Publication permanente

Regarder partout, émotions inouïes, boule au creux du ventre, sang dans la gorge, avaler toutes les colères du monde, la sérénité ? : celui qui décide de jouer sort ses armes ; désordre des mots, révolutions à venir dont il n’a pas la moindre idée, effacement des contours, l’horreur des gestes réglés, multipliés, du massacre universel, l’entassement quotidien de récits atroces, l’exténuant ressac d’images et de sons et en même temps, par ces additions de fragments, quelque chose se forge à toutes fins utiles. Il ne sait pas encore quoi. Il se souvient d’une règle et d’une aspiration à la règle, et connaît aussi le désordre, avec quelques fois plus d’acuité même que ceux qui n’ont jamais connu que lui. L’homme à la caméra emboîte le pas à la vie.
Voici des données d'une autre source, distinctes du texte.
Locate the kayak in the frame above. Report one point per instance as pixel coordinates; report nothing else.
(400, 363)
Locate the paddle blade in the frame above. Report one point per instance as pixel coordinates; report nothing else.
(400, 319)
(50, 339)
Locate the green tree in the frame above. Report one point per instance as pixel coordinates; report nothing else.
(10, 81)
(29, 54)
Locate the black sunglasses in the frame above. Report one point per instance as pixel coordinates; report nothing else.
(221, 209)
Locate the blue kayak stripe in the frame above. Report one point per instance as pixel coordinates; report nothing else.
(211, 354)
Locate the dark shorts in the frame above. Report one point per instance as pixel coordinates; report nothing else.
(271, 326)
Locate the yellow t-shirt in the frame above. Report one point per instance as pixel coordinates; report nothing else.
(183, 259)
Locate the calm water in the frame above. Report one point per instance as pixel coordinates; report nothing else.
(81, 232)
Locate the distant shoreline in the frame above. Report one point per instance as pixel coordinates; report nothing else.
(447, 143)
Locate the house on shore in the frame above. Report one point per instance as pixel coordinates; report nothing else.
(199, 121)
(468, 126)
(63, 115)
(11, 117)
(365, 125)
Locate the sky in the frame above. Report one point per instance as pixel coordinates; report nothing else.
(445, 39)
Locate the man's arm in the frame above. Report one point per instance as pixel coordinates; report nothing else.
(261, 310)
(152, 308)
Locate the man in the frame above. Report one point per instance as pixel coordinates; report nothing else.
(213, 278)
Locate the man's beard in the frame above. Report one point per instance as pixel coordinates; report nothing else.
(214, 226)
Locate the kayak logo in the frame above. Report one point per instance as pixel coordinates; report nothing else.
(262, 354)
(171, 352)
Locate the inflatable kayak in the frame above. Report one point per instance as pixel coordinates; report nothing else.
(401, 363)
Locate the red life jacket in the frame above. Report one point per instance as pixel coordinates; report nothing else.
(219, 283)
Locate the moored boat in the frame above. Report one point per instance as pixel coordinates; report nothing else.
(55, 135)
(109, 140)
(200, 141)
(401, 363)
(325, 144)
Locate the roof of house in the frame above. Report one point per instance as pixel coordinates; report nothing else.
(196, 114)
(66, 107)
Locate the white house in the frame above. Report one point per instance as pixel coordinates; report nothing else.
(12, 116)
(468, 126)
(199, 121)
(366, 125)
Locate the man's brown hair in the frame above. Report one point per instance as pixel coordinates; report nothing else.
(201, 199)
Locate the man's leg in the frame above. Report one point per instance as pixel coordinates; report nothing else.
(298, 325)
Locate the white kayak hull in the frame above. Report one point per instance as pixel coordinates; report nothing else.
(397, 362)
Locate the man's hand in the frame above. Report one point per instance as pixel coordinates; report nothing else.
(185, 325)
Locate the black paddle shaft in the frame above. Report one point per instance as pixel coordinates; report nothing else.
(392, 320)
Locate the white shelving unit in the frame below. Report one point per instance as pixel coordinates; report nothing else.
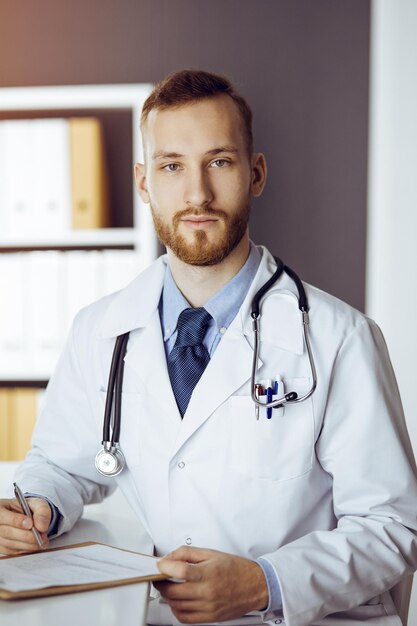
(140, 238)
(71, 98)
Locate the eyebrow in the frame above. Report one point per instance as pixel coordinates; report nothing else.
(161, 154)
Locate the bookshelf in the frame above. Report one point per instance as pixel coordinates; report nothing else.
(129, 237)
(119, 106)
(37, 102)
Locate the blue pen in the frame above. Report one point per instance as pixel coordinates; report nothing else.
(269, 399)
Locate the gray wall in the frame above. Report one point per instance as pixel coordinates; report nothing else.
(302, 64)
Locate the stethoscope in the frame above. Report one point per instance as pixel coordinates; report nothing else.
(110, 460)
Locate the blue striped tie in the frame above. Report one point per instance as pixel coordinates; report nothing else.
(189, 357)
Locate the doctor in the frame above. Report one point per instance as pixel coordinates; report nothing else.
(309, 514)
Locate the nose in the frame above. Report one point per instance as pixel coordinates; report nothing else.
(198, 191)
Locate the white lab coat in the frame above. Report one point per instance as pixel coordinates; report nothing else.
(326, 491)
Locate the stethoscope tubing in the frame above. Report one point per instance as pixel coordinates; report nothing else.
(291, 397)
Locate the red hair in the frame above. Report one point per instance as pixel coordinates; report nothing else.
(188, 86)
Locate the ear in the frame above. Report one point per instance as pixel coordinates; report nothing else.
(259, 171)
(141, 185)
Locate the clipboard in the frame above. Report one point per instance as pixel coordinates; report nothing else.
(6, 594)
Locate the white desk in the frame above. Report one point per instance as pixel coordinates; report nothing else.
(111, 522)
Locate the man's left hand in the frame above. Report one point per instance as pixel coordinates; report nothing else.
(217, 586)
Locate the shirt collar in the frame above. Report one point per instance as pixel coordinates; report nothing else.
(223, 306)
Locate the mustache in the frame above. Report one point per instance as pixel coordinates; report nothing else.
(198, 212)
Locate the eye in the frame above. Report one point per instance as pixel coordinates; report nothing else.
(171, 167)
(218, 163)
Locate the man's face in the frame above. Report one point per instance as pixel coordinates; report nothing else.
(198, 179)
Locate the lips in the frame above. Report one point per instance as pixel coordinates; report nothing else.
(191, 218)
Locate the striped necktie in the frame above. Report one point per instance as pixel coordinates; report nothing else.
(189, 357)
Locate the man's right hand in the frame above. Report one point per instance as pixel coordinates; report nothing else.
(15, 527)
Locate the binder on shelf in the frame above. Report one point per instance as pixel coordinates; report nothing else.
(18, 410)
(45, 299)
(4, 425)
(52, 188)
(84, 272)
(13, 328)
(19, 179)
(90, 198)
(22, 422)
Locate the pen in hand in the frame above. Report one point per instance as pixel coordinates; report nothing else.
(26, 510)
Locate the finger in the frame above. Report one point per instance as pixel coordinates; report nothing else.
(12, 534)
(191, 555)
(41, 513)
(180, 570)
(11, 515)
(10, 544)
(177, 591)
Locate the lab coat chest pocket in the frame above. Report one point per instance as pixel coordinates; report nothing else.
(132, 406)
(275, 449)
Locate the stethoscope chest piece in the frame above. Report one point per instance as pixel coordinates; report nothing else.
(110, 460)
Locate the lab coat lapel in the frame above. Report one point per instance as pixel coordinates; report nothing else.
(231, 364)
(228, 370)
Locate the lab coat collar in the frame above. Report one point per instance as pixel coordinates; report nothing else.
(281, 323)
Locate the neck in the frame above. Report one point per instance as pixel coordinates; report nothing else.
(199, 284)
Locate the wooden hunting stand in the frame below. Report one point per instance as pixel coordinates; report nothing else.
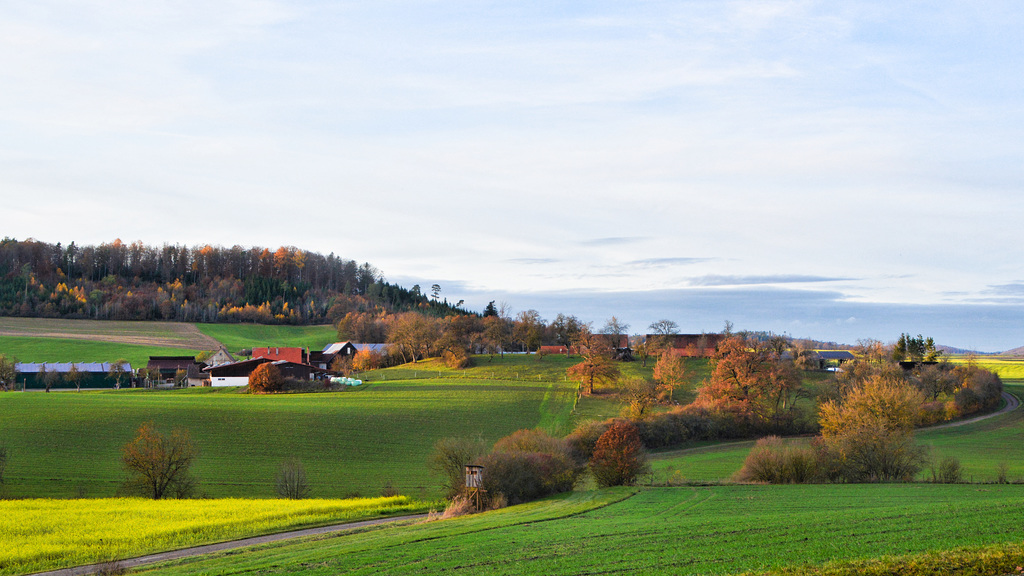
(474, 484)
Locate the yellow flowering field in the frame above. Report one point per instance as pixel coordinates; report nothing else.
(45, 534)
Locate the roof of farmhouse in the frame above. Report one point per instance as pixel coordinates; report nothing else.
(26, 367)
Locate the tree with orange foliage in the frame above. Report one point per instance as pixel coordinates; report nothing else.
(159, 464)
(265, 378)
(751, 382)
(670, 372)
(619, 456)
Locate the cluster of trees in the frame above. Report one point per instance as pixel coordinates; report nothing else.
(530, 463)
(119, 281)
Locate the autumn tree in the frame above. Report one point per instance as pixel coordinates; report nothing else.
(619, 456)
(414, 334)
(670, 372)
(640, 394)
(497, 334)
(527, 329)
(750, 382)
(566, 330)
(870, 432)
(159, 464)
(265, 378)
(597, 365)
(663, 332)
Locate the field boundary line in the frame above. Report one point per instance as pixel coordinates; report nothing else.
(137, 562)
(1012, 404)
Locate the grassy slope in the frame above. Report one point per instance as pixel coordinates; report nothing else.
(238, 336)
(713, 530)
(32, 348)
(69, 444)
(980, 447)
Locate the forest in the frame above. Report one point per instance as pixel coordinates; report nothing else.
(118, 281)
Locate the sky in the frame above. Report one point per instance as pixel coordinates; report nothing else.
(819, 169)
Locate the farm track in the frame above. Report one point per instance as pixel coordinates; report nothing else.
(163, 334)
(133, 563)
(1012, 404)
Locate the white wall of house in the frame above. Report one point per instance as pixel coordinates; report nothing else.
(229, 380)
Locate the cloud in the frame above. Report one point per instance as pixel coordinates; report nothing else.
(716, 280)
(658, 262)
(531, 260)
(613, 241)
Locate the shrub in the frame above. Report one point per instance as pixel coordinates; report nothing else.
(367, 360)
(619, 456)
(265, 378)
(388, 490)
(521, 477)
(772, 461)
(292, 480)
(450, 458)
(528, 464)
(948, 471)
(584, 438)
(457, 360)
(1003, 472)
(871, 432)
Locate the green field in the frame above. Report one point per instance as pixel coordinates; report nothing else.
(69, 444)
(239, 336)
(980, 447)
(33, 348)
(695, 530)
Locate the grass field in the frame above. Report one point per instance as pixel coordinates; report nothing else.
(40, 534)
(161, 334)
(34, 348)
(695, 530)
(69, 444)
(238, 336)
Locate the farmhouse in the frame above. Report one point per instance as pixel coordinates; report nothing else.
(295, 355)
(168, 367)
(91, 374)
(237, 373)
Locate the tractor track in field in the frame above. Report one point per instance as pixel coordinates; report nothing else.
(132, 563)
(176, 335)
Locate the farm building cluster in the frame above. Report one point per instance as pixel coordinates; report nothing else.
(218, 369)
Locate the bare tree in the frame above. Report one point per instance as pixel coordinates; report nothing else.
(158, 463)
(118, 372)
(74, 377)
(292, 480)
(8, 372)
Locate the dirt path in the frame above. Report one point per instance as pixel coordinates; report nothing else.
(199, 550)
(1012, 404)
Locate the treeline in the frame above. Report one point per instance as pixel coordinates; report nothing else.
(119, 281)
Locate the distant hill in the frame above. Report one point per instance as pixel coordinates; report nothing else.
(207, 284)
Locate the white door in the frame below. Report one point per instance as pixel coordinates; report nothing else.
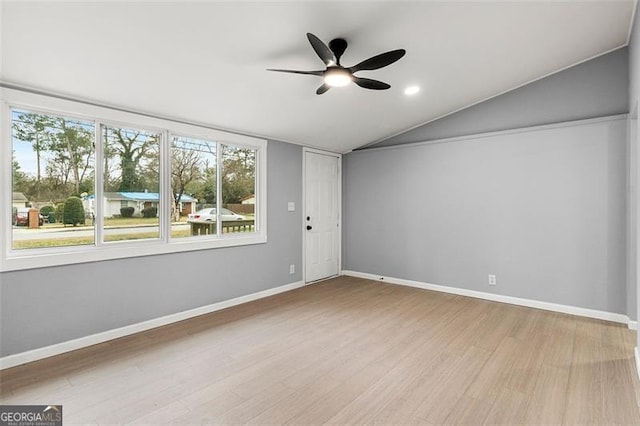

Arrêter le flou, le décadrage, les accidents, la confusion des corps, le passage dans le même plan d’une identité à l’autre, la menace de l’enlisement, brûler l’histoire, poser la caméra, faire un plan fixe sur ses pensées, reprendre son souffle, écrire, dire, entrer dans d’autres résonances, trouver une rythmique, un nouveau silence, se mettre en état de mutation, de métamorphose par rapport au temps de l’échange accéléré et de sa jouissance morbide, trouver d’autres vies, secrètes, révélées, se transmuer dans un autre présent, reprendre les gestes, les poses et les regards, inventer d’autres créatures, d’autres émotions, d’autres fictions, d’autres désirs, qui, là, libérés, constitueraient un bloc de sens fissurant le choc des images.